Hagopian has frequently accompanied his father, Richard Hagopian, in performances in the past. He has performed in a number of ensembles with prominent Balkan artists such as Yuri Yunakov, and performed with Fazil's Night Club orchestra which also included Omar Faruk Tekbilek. Hagopian is also a consultant to the Silk Road Project founded by Yo-Yo Ma.

=== Business ventures ===
Hagopian is responsible for bringing the Heifetz violin mute back to prominence. He co-founded a company which manufactures and sells the mutes, which had been discontinued in the 1960s.

He's also the owner of "Virtuoso Resources", a violin & cello rental shop on the Upper West Side.

=== Producer ===
After he completed his undergraduate study at Juilliard, Hagopian took a job at P.P.I. Recording in New York City in order to learn more about the recording industry. This job served as a launchpad for Harold to further his career. He often used the studio to make recordings during his personal time. Hagopian also made records with his father for the British Arc label and Smithsonian/Folkways.

Hagopian cites Jascha Heifetz as one of his major influences in his career and his reason for procuring a job at RCA. He was offered a position as a reissue producer at RCA Victor/BMG Classics in 1990 after demonstrating his vast knowledge of the Heifetz recordings, style and repertoire in an interview with RCA producer Jack Pfeiffer. He was ultimately responsible for remastering and re-releasing over 1,000 classical music records in about just 10 years of his career at RCA.
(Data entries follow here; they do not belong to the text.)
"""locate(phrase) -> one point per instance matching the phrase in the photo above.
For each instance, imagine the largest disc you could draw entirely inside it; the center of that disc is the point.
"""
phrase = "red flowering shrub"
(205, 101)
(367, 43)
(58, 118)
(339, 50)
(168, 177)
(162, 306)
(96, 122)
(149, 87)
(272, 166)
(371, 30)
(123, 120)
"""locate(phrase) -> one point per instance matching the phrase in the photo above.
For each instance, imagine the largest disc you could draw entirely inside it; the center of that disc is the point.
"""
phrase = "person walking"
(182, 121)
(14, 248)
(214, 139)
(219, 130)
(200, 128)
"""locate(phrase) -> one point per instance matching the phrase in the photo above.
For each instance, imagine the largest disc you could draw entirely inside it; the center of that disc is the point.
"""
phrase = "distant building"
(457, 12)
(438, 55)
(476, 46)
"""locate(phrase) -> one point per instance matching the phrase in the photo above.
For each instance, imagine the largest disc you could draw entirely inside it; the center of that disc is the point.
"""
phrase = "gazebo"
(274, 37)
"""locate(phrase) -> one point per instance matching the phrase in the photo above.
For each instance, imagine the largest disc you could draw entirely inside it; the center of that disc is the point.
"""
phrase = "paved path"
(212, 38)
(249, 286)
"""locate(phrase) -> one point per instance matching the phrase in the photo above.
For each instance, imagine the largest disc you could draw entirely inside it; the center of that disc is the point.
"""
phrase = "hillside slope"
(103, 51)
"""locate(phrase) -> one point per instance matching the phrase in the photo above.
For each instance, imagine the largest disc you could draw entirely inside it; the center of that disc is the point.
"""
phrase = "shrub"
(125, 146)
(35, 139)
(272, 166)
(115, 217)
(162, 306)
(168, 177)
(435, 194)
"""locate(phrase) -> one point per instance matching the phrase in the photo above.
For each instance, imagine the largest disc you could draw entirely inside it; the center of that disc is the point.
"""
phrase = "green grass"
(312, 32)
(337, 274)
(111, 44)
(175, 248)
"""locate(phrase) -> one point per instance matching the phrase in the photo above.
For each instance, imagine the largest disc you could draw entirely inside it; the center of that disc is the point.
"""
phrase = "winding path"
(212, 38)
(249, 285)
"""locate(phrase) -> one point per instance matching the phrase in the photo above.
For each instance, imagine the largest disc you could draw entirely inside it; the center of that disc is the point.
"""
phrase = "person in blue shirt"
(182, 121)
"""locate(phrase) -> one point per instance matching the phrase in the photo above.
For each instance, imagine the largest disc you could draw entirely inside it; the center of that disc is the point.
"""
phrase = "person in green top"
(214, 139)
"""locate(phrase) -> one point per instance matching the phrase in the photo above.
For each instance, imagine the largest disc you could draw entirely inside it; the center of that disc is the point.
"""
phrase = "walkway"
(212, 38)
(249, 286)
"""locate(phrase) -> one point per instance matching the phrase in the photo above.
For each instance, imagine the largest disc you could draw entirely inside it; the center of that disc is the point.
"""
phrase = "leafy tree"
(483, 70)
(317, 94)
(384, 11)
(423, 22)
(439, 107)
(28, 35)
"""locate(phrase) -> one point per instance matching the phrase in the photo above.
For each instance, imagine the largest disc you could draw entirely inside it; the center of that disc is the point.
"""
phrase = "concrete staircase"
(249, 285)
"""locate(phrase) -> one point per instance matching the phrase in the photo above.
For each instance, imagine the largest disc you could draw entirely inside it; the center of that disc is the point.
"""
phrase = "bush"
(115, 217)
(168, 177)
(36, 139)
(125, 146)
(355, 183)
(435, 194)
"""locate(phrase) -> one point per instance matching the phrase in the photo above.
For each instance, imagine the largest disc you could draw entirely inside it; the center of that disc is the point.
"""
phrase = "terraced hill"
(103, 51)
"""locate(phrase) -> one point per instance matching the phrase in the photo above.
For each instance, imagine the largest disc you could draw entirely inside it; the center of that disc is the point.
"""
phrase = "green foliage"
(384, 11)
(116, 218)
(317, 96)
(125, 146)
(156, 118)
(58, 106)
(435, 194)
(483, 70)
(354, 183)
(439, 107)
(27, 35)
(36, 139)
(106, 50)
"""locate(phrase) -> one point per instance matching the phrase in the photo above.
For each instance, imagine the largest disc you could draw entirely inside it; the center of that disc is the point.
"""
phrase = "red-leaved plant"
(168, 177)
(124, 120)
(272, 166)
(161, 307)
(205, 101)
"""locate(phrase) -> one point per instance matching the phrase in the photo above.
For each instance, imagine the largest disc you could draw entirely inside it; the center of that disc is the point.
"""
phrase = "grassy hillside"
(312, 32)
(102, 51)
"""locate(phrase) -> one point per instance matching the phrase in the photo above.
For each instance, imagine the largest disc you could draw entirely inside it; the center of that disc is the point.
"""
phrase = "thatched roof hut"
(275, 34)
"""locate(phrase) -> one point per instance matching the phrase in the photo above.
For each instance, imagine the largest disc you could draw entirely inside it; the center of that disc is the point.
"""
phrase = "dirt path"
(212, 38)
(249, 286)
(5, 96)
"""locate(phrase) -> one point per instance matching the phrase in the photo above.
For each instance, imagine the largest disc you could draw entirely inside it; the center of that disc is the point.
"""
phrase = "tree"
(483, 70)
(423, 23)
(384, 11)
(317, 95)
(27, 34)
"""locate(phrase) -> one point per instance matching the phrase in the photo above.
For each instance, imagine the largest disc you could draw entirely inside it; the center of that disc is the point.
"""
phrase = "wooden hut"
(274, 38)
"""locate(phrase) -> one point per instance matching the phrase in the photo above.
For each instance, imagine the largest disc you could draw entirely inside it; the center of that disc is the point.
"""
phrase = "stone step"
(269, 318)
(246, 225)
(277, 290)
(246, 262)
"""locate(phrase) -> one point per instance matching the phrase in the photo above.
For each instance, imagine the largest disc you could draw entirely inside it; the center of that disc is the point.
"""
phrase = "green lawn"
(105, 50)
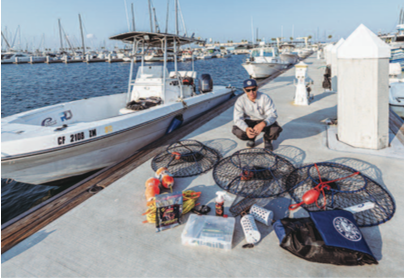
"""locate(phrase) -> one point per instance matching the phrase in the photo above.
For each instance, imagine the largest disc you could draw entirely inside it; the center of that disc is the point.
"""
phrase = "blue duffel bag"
(329, 236)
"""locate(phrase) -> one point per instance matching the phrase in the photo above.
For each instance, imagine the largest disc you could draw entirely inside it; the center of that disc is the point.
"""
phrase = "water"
(26, 87)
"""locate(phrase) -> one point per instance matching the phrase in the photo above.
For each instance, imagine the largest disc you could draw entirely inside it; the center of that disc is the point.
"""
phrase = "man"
(255, 112)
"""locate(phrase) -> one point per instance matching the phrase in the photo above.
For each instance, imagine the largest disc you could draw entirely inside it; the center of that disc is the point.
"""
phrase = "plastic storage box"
(211, 231)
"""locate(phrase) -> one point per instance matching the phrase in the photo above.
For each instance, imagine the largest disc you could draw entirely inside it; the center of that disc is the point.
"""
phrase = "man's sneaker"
(250, 144)
(268, 145)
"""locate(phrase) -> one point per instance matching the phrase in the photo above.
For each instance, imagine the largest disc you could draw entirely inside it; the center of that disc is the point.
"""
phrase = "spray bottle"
(220, 203)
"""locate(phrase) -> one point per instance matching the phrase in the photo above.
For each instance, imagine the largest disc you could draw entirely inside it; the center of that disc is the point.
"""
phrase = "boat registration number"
(77, 137)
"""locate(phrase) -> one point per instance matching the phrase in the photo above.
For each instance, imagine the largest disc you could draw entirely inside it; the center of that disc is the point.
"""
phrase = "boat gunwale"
(90, 140)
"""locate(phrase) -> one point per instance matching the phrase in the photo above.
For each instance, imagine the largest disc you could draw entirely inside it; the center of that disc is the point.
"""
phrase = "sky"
(219, 20)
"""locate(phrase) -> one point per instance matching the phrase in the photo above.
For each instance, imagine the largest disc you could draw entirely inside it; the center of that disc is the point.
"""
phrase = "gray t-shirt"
(262, 108)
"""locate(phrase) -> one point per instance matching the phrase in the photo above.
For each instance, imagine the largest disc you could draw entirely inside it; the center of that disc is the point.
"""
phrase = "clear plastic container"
(211, 231)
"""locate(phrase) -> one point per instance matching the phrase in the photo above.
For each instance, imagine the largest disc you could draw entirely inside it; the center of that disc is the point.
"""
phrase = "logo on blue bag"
(347, 229)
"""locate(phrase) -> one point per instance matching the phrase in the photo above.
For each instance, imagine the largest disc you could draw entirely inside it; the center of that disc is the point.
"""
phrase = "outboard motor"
(205, 83)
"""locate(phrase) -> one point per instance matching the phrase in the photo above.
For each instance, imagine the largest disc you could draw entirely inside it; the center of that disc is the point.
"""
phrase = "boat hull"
(289, 58)
(262, 70)
(71, 160)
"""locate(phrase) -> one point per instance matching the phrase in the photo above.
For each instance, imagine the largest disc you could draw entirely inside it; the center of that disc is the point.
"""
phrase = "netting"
(253, 173)
(341, 187)
(186, 158)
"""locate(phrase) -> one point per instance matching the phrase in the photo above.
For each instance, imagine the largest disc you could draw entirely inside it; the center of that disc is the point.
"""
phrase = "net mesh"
(253, 173)
(345, 193)
(186, 158)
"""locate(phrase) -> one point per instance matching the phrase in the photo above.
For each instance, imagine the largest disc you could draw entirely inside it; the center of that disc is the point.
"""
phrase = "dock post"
(334, 65)
(363, 98)
(327, 53)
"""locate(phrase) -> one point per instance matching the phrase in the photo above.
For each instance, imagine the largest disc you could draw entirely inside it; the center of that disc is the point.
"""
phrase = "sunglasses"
(250, 90)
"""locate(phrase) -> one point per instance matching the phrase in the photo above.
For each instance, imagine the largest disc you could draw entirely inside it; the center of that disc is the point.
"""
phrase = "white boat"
(214, 51)
(155, 55)
(287, 55)
(303, 52)
(264, 62)
(396, 98)
(187, 55)
(20, 57)
(73, 138)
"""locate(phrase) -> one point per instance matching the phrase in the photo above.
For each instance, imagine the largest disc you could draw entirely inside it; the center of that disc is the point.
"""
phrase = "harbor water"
(26, 87)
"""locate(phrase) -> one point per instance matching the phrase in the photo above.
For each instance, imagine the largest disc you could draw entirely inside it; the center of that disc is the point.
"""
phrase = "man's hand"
(250, 132)
(259, 127)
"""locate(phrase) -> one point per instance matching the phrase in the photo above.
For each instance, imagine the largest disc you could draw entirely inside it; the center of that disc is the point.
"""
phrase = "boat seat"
(192, 74)
(124, 111)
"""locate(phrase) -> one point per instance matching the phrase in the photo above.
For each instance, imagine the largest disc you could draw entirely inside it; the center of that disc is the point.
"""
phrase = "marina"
(101, 236)
(177, 155)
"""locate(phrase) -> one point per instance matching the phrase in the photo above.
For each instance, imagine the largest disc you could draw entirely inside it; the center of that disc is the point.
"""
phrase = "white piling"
(363, 98)
(327, 53)
(334, 65)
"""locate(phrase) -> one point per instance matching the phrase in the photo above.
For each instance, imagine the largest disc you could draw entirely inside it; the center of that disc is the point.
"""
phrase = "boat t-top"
(73, 138)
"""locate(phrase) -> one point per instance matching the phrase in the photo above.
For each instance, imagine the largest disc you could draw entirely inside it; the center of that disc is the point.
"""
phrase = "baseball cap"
(250, 83)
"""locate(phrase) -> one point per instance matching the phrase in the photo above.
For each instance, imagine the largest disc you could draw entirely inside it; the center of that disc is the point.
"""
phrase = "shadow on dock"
(25, 245)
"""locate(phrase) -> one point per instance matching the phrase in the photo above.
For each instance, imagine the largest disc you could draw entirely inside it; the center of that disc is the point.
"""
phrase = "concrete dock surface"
(105, 237)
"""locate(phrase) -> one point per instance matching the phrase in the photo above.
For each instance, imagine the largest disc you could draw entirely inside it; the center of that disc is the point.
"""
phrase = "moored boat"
(263, 62)
(72, 138)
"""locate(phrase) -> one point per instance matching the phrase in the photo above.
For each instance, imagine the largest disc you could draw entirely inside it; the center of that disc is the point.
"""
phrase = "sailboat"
(73, 138)
(263, 62)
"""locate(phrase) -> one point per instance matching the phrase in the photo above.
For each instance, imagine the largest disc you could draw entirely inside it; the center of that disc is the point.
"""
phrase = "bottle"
(220, 203)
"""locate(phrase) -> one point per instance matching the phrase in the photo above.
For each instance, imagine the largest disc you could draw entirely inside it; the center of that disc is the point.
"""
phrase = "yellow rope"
(189, 202)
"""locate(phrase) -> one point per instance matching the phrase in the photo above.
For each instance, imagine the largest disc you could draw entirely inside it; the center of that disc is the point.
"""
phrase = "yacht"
(214, 51)
(16, 57)
(225, 53)
(156, 55)
(287, 55)
(187, 55)
(263, 62)
(73, 138)
(396, 98)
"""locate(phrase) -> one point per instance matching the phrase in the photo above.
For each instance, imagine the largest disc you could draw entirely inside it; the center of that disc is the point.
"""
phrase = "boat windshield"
(7, 56)
(150, 72)
(267, 53)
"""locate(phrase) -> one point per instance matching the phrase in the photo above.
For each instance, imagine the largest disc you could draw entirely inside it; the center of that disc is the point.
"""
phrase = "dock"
(105, 237)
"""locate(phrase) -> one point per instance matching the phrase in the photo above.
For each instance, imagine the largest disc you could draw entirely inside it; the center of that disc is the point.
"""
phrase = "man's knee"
(239, 133)
(273, 131)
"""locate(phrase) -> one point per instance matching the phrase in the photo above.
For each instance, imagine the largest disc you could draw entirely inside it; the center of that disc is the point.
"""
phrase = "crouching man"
(255, 112)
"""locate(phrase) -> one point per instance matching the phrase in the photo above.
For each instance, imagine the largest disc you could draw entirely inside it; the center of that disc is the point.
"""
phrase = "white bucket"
(252, 235)
(262, 215)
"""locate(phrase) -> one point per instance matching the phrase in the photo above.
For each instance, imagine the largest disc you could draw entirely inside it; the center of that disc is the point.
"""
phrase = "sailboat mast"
(167, 18)
(83, 39)
(4, 38)
(132, 12)
(176, 17)
(150, 15)
(156, 22)
(60, 33)
(183, 20)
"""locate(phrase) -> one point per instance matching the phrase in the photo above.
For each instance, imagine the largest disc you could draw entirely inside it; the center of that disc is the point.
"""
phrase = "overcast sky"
(221, 20)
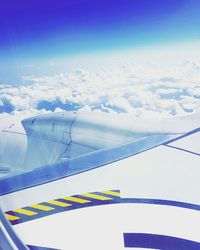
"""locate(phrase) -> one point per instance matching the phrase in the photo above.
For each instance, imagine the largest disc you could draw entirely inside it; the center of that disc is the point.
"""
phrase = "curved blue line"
(50, 173)
(156, 241)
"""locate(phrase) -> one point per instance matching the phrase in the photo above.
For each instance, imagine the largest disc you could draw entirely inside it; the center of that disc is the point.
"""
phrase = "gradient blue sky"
(43, 29)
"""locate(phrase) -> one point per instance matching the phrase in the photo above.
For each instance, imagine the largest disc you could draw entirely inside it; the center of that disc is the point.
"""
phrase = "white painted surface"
(102, 227)
(191, 143)
(160, 173)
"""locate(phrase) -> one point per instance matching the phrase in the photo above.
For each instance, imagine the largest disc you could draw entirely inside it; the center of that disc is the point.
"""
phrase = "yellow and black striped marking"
(46, 208)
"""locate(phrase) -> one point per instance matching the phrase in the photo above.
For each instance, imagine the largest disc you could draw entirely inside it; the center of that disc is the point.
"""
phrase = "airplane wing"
(97, 182)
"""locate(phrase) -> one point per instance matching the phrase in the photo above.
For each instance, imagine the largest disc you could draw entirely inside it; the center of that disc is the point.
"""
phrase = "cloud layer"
(142, 89)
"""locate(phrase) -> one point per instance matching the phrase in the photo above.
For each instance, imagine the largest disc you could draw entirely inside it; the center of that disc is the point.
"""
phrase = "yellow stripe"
(96, 197)
(24, 211)
(42, 207)
(75, 199)
(59, 203)
(114, 193)
(12, 217)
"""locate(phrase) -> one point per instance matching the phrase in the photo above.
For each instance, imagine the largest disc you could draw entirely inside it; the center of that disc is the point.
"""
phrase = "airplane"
(91, 180)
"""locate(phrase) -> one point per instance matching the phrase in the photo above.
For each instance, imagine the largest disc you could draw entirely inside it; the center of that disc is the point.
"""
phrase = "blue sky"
(39, 39)
(45, 29)
(35, 31)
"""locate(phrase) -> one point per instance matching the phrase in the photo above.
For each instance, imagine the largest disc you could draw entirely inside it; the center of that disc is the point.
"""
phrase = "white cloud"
(141, 87)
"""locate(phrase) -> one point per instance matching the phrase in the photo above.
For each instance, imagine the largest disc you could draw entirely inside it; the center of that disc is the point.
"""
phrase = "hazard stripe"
(59, 203)
(42, 207)
(56, 206)
(96, 197)
(75, 199)
(24, 211)
(11, 217)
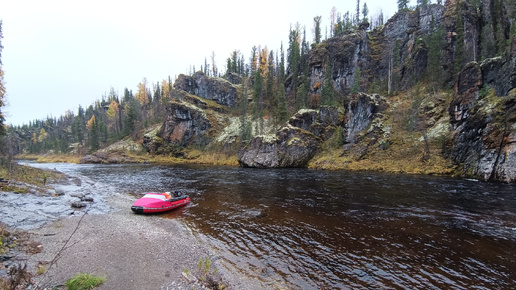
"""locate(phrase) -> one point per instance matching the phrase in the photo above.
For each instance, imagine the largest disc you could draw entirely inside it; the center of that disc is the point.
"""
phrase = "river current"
(311, 229)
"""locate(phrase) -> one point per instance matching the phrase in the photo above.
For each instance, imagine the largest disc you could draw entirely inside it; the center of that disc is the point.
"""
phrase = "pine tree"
(258, 101)
(365, 11)
(93, 133)
(356, 81)
(317, 29)
(460, 47)
(294, 59)
(245, 129)
(435, 44)
(269, 87)
(402, 5)
(282, 103)
(357, 15)
(328, 91)
(3, 129)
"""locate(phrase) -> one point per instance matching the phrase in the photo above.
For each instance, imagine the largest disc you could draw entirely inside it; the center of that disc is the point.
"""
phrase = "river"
(309, 229)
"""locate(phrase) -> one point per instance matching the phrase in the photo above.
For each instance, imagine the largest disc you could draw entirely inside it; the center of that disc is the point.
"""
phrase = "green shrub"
(84, 281)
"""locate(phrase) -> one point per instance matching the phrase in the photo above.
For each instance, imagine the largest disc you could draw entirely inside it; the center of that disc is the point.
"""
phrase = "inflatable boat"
(153, 202)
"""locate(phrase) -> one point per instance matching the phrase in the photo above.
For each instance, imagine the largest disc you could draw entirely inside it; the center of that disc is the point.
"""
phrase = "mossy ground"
(401, 151)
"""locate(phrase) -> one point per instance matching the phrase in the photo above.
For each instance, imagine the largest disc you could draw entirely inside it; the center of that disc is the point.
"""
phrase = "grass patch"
(30, 175)
(83, 281)
(52, 158)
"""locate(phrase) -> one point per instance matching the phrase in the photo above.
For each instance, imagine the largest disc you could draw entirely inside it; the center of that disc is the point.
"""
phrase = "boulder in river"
(294, 144)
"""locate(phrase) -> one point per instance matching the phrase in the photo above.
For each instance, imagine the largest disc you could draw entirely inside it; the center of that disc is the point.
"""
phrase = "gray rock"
(216, 89)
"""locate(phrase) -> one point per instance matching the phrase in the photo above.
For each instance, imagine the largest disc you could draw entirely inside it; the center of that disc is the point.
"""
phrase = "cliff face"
(294, 144)
(393, 58)
(215, 89)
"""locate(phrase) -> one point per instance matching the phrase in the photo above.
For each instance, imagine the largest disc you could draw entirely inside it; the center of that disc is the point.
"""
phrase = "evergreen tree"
(245, 129)
(281, 73)
(328, 91)
(258, 101)
(402, 5)
(365, 11)
(357, 15)
(282, 104)
(93, 133)
(317, 29)
(294, 59)
(435, 44)
(3, 129)
(460, 47)
(269, 87)
(356, 81)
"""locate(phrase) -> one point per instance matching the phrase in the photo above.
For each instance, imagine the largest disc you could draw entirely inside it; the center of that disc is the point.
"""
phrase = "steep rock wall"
(215, 89)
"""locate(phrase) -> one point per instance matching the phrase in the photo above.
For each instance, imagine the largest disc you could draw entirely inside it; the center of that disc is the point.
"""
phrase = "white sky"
(61, 53)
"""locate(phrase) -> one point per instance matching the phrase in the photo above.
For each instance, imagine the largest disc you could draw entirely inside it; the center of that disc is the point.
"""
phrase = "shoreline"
(132, 251)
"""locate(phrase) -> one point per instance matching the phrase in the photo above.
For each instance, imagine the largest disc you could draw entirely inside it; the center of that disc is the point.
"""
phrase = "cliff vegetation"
(431, 90)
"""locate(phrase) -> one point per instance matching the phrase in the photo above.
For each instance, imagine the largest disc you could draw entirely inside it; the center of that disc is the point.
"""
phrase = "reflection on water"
(298, 228)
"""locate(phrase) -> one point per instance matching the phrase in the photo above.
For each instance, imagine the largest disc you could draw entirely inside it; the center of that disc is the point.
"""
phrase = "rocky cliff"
(294, 144)
(477, 134)
(215, 89)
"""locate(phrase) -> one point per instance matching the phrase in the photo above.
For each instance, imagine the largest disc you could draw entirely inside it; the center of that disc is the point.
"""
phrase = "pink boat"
(153, 202)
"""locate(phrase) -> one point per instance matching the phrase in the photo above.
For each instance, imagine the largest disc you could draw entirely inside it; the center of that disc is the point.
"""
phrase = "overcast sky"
(59, 54)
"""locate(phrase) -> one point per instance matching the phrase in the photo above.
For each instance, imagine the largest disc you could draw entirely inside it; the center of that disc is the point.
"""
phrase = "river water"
(311, 229)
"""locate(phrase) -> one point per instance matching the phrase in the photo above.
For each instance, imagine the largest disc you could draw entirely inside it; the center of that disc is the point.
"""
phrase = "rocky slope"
(469, 118)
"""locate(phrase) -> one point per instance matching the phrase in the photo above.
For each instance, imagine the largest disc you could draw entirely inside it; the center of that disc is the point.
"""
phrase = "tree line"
(277, 83)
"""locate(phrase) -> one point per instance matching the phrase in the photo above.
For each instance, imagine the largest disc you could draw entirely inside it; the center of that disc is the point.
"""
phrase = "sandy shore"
(131, 251)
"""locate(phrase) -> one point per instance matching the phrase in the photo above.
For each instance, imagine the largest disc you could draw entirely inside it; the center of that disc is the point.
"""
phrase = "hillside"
(430, 91)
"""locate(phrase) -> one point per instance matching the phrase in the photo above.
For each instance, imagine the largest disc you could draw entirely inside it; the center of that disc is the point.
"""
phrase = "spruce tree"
(435, 44)
(356, 80)
(402, 5)
(357, 19)
(328, 92)
(317, 29)
(282, 104)
(365, 11)
(294, 59)
(460, 48)
(3, 130)
(245, 129)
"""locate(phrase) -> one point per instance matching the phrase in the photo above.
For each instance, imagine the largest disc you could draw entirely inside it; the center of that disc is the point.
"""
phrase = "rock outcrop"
(294, 144)
(215, 89)
(185, 124)
(484, 136)
(361, 111)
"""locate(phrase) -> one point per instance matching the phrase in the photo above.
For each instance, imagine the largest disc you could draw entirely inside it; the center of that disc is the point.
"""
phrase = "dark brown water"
(297, 228)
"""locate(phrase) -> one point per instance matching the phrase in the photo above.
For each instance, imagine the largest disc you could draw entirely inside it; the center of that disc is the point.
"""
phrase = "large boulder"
(361, 110)
(484, 144)
(294, 144)
(184, 125)
(215, 89)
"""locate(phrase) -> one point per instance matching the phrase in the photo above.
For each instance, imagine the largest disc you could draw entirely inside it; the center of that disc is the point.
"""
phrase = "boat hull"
(156, 203)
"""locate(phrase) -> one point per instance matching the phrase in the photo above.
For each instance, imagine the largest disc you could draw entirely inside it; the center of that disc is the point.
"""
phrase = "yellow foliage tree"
(165, 90)
(89, 124)
(112, 112)
(42, 135)
(263, 62)
(142, 95)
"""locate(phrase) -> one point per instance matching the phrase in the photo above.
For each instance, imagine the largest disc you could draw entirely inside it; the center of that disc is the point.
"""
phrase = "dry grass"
(30, 175)
(52, 158)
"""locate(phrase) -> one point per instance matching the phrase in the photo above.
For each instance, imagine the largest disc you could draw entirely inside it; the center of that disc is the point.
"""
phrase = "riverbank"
(131, 251)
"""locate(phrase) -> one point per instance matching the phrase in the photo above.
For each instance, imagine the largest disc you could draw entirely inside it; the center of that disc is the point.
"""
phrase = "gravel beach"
(131, 251)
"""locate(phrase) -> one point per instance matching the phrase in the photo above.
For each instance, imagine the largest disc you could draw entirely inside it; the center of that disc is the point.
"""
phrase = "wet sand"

=== Traditional Crossroads ===
Hagopian used the same principles and techniques he had used in remastering and re-releasing classical music and applied them to world music. He founded Traditional Crossroads with Rounder Records in 1993 on this basis. Traditional Crossroads has been able to sponsor major US tours for dozens of international artists and the label has released over 150 albums. Hagopian continued working for RCA until 2002 despite the success of Traditional Crossroads.

== Recognition ==
Hagopian's works have been nominated for Grammys several times. His work on the Artur Rubinstein Collection later earned him a Grammy nomination for Best Historical Reissue. In addition, Hagopian received Grammy nominations for Fritz Kreisler: The Complete RCA Recordings.

The National Association of Record Distributors awarded Best String Recording of the Year to The Art of Taksim, the first recording by Traditional Crossroads. The Voice of Komitas Vardapet received a French archival restoration award and Night Silence Desert received the best world music album from the Association for Independent Music (AFIM) in 2001. He and his wife Cynthia Rogers have two sons, Felix Hagopian-Rogers and Simon Hagopian-Rogers.